I find myself adhereing to my current sartorial fetish - bib-detailing - more and more of late and it is as though Lim were strangely psychic considering what he's brought to the table...



Phillip Lim's contribution.

My inner nit-picking critic hates to admit it but I actually quite like all of them, particularly the simplicity of Chai's tee (though perhaps my judgement's clouded by its being paired with those so beautifully blue jeans?) and strangely enough, for me, Henry Holland's offering. Here's hoping texture lives up to the image.

Image from refinery29
and Ftape

Wednesday, 15 April 2009

Foulard-y.


I've been searching for what must now be months for a suitably dapper silk scarf in the vast majority of Dublin's charity shops. Alas, it's been to no avail. Well, that isn't quite true, there's rather an abundance of them but they're all of that decidedly geriatric (perhaps to be expected...?) and musty variety with their too-dated patterns and shades (often a touch too feminine for my liking).

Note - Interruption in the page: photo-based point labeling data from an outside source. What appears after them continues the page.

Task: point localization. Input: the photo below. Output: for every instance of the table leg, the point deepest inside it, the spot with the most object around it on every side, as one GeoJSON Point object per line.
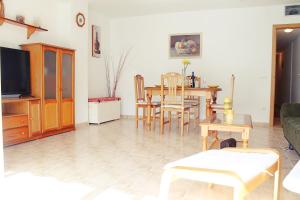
{"type": "Point", "coordinates": [198, 117]}
{"type": "Point", "coordinates": [204, 134]}
{"type": "Point", "coordinates": [245, 137]}
{"type": "Point", "coordinates": [149, 99]}
{"type": "Point", "coordinates": [208, 107]}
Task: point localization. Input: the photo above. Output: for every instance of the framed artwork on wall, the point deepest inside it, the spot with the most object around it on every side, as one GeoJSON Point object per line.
{"type": "Point", "coordinates": [292, 10]}
{"type": "Point", "coordinates": [96, 42]}
{"type": "Point", "coordinates": [185, 45]}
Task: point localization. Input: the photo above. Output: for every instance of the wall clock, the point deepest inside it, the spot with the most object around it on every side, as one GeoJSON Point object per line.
{"type": "Point", "coordinates": [80, 20]}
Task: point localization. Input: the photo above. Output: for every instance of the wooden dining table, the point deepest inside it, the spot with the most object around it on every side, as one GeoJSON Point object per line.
{"type": "Point", "coordinates": [209, 93]}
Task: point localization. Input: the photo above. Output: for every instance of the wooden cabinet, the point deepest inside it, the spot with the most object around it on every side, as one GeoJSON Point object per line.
{"type": "Point", "coordinates": [21, 120]}
{"type": "Point", "coordinates": [35, 118]}
{"type": "Point", "coordinates": [54, 84]}
{"type": "Point", "coordinates": [51, 111]}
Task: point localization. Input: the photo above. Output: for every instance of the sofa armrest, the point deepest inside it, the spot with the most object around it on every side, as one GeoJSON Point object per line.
{"type": "Point", "coordinates": [289, 110]}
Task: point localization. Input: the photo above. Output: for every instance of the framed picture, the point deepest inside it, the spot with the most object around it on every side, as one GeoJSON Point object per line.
{"type": "Point", "coordinates": [96, 42]}
{"type": "Point", "coordinates": [185, 45]}
{"type": "Point", "coordinates": [292, 10]}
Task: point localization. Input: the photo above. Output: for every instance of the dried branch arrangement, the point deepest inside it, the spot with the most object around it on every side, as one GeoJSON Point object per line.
{"type": "Point", "coordinates": [110, 70]}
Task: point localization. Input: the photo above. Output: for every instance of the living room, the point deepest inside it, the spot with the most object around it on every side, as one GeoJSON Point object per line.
{"type": "Point", "coordinates": [73, 154]}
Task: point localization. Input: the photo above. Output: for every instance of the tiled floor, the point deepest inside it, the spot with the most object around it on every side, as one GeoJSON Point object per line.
{"type": "Point", "coordinates": [117, 161]}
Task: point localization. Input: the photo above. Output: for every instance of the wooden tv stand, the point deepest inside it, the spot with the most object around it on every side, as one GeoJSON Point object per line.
{"type": "Point", "coordinates": [52, 111]}
{"type": "Point", "coordinates": [21, 120]}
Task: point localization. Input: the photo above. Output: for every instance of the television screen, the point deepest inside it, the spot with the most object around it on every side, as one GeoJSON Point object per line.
{"type": "Point", "coordinates": [15, 72]}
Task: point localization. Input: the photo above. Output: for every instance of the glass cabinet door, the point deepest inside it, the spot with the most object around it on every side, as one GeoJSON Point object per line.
{"type": "Point", "coordinates": [50, 68]}
{"type": "Point", "coordinates": [67, 73]}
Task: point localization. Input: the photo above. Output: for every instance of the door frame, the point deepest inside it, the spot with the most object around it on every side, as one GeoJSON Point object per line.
{"type": "Point", "coordinates": [276, 27]}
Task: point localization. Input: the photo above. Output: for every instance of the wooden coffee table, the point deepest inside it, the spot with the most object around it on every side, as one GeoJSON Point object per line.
{"type": "Point", "coordinates": [219, 122]}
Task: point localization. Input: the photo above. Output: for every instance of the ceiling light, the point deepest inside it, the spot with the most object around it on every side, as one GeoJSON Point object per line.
{"type": "Point", "coordinates": [288, 30]}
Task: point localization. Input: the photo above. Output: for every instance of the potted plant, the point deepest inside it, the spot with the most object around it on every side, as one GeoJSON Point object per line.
{"type": "Point", "coordinates": [108, 108]}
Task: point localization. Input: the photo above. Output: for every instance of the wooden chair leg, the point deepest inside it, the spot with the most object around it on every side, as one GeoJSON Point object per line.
{"type": "Point", "coordinates": [137, 116]}
{"type": "Point", "coordinates": [276, 185]}
{"type": "Point", "coordinates": [182, 123]}
{"type": "Point", "coordinates": [161, 121]}
{"type": "Point", "coordinates": [170, 119]}
{"type": "Point", "coordinates": [196, 115]}
{"type": "Point", "coordinates": [189, 117]}
{"type": "Point", "coordinates": [153, 116]}
{"type": "Point", "coordinates": [178, 119]}
{"type": "Point", "coordinates": [144, 116]}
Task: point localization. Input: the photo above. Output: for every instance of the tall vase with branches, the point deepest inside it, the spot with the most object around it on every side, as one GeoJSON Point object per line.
{"type": "Point", "coordinates": [114, 71]}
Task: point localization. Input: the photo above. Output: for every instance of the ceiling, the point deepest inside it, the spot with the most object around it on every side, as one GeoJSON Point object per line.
{"type": "Point", "coordinates": [126, 8]}
{"type": "Point", "coordinates": [284, 39]}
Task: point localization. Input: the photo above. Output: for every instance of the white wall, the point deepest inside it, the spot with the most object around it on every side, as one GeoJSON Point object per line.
{"type": "Point", "coordinates": [235, 41]}
{"type": "Point", "coordinates": [59, 18]}
{"type": "Point", "coordinates": [296, 71]}
{"type": "Point", "coordinates": [97, 78]}
{"type": "Point", "coordinates": [286, 80]}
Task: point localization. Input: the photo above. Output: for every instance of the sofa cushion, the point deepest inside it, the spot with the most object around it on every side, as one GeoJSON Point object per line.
{"type": "Point", "coordinates": [293, 124]}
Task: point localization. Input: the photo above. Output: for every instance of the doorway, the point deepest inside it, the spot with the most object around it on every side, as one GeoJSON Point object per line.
{"type": "Point", "coordinates": [285, 85]}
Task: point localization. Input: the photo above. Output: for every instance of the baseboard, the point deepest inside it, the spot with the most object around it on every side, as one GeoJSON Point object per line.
{"type": "Point", "coordinates": [261, 124]}
{"type": "Point", "coordinates": [81, 125]}
{"type": "Point", "coordinates": [127, 116]}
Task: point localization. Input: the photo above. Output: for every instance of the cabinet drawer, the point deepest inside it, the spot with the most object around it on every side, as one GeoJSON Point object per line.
{"type": "Point", "coordinates": [15, 121]}
{"type": "Point", "coordinates": [14, 135]}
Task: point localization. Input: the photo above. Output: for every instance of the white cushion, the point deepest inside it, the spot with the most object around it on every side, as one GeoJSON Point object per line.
{"type": "Point", "coordinates": [245, 165]}
{"type": "Point", "coordinates": [292, 180]}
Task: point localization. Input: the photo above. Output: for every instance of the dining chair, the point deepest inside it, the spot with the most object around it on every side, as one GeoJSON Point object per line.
{"type": "Point", "coordinates": [172, 99]}
{"type": "Point", "coordinates": [192, 100]}
{"type": "Point", "coordinates": [220, 107]}
{"type": "Point", "coordinates": [141, 102]}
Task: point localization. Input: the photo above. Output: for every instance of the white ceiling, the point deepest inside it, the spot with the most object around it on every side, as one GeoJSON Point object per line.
{"type": "Point", "coordinates": [284, 39]}
{"type": "Point", "coordinates": [125, 8]}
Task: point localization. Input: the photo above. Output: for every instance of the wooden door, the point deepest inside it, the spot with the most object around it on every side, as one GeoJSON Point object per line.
{"type": "Point", "coordinates": [67, 88]}
{"type": "Point", "coordinates": [34, 118]}
{"type": "Point", "coordinates": [50, 89]}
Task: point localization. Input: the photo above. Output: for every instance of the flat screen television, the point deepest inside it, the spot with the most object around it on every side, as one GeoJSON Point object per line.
{"type": "Point", "coordinates": [15, 72]}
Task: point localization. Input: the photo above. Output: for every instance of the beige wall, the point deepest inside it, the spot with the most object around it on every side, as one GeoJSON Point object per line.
{"type": "Point", "coordinates": [237, 41]}
{"type": "Point", "coordinates": [59, 18]}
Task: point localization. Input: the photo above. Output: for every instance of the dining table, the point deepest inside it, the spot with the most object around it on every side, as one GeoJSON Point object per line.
{"type": "Point", "coordinates": [210, 93]}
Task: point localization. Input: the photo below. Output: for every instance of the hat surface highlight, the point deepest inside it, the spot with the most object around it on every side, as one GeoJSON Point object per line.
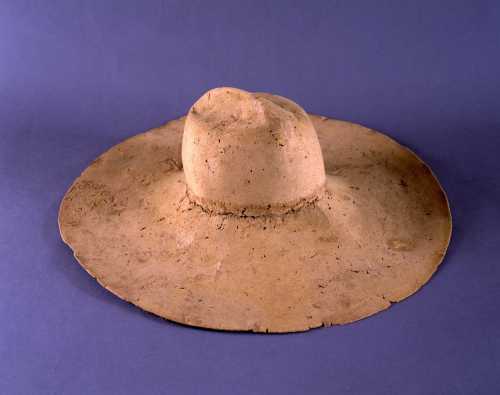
{"type": "Point", "coordinates": [249, 214]}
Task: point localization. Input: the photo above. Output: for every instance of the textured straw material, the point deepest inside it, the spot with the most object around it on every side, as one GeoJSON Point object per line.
{"type": "Point", "coordinates": [249, 214]}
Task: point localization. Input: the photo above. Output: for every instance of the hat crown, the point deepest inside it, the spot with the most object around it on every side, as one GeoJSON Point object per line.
{"type": "Point", "coordinates": [250, 153]}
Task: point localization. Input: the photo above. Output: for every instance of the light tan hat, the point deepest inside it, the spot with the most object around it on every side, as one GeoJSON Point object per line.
{"type": "Point", "coordinates": [249, 214]}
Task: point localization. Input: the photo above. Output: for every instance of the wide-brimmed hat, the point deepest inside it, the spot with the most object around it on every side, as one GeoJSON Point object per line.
{"type": "Point", "coordinates": [250, 214]}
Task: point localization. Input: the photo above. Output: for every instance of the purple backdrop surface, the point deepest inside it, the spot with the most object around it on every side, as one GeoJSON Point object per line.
{"type": "Point", "coordinates": [77, 77]}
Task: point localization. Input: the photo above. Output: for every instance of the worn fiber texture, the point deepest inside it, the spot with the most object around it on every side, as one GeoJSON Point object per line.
{"type": "Point", "coordinates": [375, 235]}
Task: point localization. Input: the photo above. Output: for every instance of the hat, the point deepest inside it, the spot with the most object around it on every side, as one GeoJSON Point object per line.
{"type": "Point", "coordinates": [250, 214]}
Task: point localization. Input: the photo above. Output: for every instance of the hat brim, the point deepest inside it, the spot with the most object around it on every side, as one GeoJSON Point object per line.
{"type": "Point", "coordinates": [375, 236]}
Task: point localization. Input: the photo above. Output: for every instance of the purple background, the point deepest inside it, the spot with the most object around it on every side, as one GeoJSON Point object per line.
{"type": "Point", "coordinates": [77, 77]}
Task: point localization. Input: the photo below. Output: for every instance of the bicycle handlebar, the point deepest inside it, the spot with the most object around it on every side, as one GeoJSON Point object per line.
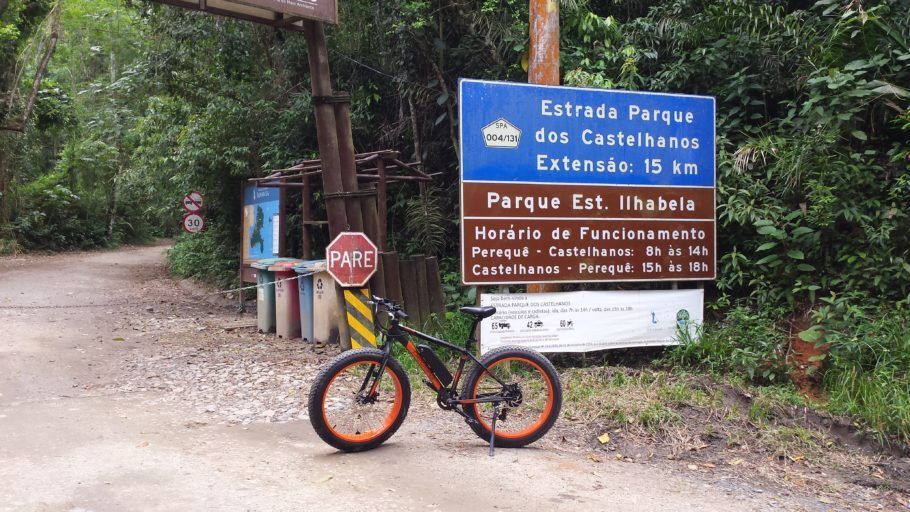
{"type": "Point", "coordinates": [394, 310]}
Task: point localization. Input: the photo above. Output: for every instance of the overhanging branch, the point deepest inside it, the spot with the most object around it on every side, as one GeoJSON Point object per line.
{"type": "Point", "coordinates": [20, 124]}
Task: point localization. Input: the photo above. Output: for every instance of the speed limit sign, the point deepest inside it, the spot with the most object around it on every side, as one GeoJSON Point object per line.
{"type": "Point", "coordinates": [193, 223]}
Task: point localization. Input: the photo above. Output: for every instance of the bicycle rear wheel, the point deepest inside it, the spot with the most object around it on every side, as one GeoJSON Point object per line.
{"type": "Point", "coordinates": [342, 412]}
{"type": "Point", "coordinates": [523, 420]}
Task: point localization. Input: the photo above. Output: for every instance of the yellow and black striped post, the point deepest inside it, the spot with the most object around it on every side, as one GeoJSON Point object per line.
{"type": "Point", "coordinates": [360, 317]}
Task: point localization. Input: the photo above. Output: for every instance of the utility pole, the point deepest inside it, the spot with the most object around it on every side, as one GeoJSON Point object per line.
{"type": "Point", "coordinates": [543, 67]}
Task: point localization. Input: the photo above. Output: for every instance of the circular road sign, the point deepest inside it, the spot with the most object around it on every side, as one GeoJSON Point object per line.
{"type": "Point", "coordinates": [352, 259]}
{"type": "Point", "coordinates": [192, 202]}
{"type": "Point", "coordinates": [193, 223]}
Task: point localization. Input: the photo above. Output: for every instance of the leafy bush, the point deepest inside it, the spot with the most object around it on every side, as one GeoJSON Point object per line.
{"type": "Point", "coordinates": [744, 342]}
{"type": "Point", "coordinates": [55, 218]}
{"type": "Point", "coordinates": [210, 255]}
{"type": "Point", "coordinates": [869, 371]}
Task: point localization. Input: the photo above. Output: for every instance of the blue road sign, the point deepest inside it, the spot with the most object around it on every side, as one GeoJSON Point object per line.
{"type": "Point", "coordinates": [512, 132]}
{"type": "Point", "coordinates": [261, 222]}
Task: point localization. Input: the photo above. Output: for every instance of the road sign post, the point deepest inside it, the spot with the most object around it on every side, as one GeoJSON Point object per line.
{"type": "Point", "coordinates": [352, 259]}
{"type": "Point", "coordinates": [563, 185]}
{"type": "Point", "coordinates": [193, 223]}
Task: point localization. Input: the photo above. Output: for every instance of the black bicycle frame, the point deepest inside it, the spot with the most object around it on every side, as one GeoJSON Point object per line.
{"type": "Point", "coordinates": [446, 395]}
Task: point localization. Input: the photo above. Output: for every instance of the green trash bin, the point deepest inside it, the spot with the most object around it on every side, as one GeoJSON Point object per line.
{"type": "Point", "coordinates": [287, 299]}
{"type": "Point", "coordinates": [265, 293]}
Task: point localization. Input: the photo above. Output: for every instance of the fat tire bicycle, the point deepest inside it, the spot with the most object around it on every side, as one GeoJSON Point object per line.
{"type": "Point", "coordinates": [511, 396]}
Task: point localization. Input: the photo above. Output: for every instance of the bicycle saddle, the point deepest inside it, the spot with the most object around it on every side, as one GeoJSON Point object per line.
{"type": "Point", "coordinates": [480, 312]}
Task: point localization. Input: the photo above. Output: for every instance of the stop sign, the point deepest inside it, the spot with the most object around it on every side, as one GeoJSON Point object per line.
{"type": "Point", "coordinates": [351, 259]}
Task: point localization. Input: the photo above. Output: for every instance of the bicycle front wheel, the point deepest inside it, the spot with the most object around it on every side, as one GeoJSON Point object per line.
{"type": "Point", "coordinates": [533, 383]}
{"type": "Point", "coordinates": [342, 409]}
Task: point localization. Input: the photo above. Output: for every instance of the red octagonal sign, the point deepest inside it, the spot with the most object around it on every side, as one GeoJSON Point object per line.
{"type": "Point", "coordinates": [352, 259]}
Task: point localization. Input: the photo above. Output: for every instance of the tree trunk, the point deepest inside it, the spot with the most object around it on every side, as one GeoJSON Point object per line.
{"type": "Point", "coordinates": [112, 206]}
{"type": "Point", "coordinates": [4, 181]}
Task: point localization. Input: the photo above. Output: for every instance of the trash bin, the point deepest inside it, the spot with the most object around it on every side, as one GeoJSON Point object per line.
{"type": "Point", "coordinates": [305, 290]}
{"type": "Point", "coordinates": [265, 293]}
{"type": "Point", "coordinates": [326, 308]}
{"type": "Point", "coordinates": [287, 299]}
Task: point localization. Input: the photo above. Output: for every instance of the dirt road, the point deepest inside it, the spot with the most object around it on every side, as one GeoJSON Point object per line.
{"type": "Point", "coordinates": [169, 404]}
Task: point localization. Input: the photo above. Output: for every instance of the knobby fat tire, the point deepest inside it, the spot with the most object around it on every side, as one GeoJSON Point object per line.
{"type": "Point", "coordinates": [318, 389]}
{"type": "Point", "coordinates": [476, 374]}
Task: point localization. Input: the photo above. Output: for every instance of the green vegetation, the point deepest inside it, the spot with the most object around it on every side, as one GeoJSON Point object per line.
{"type": "Point", "coordinates": [142, 103]}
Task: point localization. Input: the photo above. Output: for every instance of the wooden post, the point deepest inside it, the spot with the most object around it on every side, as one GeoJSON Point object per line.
{"type": "Point", "coordinates": [543, 67]}
{"type": "Point", "coordinates": [327, 138]}
{"type": "Point", "coordinates": [434, 288]}
{"type": "Point", "coordinates": [326, 128]}
{"type": "Point", "coordinates": [342, 105]}
{"type": "Point", "coordinates": [420, 269]}
{"type": "Point", "coordinates": [371, 227]}
{"type": "Point", "coordinates": [392, 276]}
{"type": "Point", "coordinates": [381, 205]}
{"type": "Point", "coordinates": [408, 273]}
{"type": "Point", "coordinates": [306, 215]}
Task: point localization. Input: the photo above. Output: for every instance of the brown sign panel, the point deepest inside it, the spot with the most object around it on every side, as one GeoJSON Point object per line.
{"type": "Point", "coordinates": [586, 201]}
{"type": "Point", "coordinates": [567, 185]}
{"type": "Point", "coordinates": [587, 250]}
{"type": "Point", "coordinates": [287, 14]}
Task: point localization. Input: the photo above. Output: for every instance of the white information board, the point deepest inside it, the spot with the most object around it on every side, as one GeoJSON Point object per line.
{"type": "Point", "coordinates": [586, 321]}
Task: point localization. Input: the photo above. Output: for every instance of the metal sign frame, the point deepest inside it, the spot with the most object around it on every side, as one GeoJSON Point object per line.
{"type": "Point", "coordinates": [287, 14]}
{"type": "Point", "coordinates": [517, 175]}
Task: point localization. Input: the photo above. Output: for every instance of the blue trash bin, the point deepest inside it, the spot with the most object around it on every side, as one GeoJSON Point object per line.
{"type": "Point", "coordinates": [265, 293]}
{"type": "Point", "coordinates": [305, 289]}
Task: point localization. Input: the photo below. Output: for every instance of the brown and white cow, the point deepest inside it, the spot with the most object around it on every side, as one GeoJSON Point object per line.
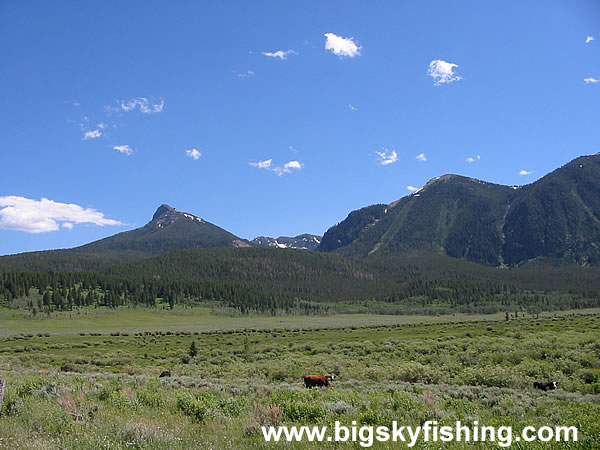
{"type": "Point", "coordinates": [318, 380]}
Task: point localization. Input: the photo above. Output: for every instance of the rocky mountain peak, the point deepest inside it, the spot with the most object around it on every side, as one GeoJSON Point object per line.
{"type": "Point", "coordinates": [162, 210]}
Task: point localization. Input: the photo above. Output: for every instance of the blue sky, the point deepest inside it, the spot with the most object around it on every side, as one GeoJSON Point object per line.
{"type": "Point", "coordinates": [278, 118]}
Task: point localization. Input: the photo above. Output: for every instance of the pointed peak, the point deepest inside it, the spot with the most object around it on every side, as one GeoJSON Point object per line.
{"type": "Point", "coordinates": [162, 209]}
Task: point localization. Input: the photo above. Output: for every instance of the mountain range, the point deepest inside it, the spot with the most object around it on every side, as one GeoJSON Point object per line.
{"type": "Point", "coordinates": [557, 216]}
{"type": "Point", "coordinates": [301, 242]}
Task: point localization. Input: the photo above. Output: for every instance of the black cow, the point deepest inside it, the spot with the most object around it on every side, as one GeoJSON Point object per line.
{"type": "Point", "coordinates": [545, 385]}
{"type": "Point", "coordinates": [318, 380]}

Now I'm not in a position to speedily log onto Etsy and shop these beauties by the cartload but I'm sure they're bound to make more of a worthy purchase than those railed against above. Jason Kinney of Paupervoile is based in Portland, Oregon and manufactures what look to be exquisitely crafted squares of cloth to be worn as one wishes. While the price isn't the lowest by any means, an explanation of the process - one which involves laborious hand-printing and crafting - goes some way in offering a justification.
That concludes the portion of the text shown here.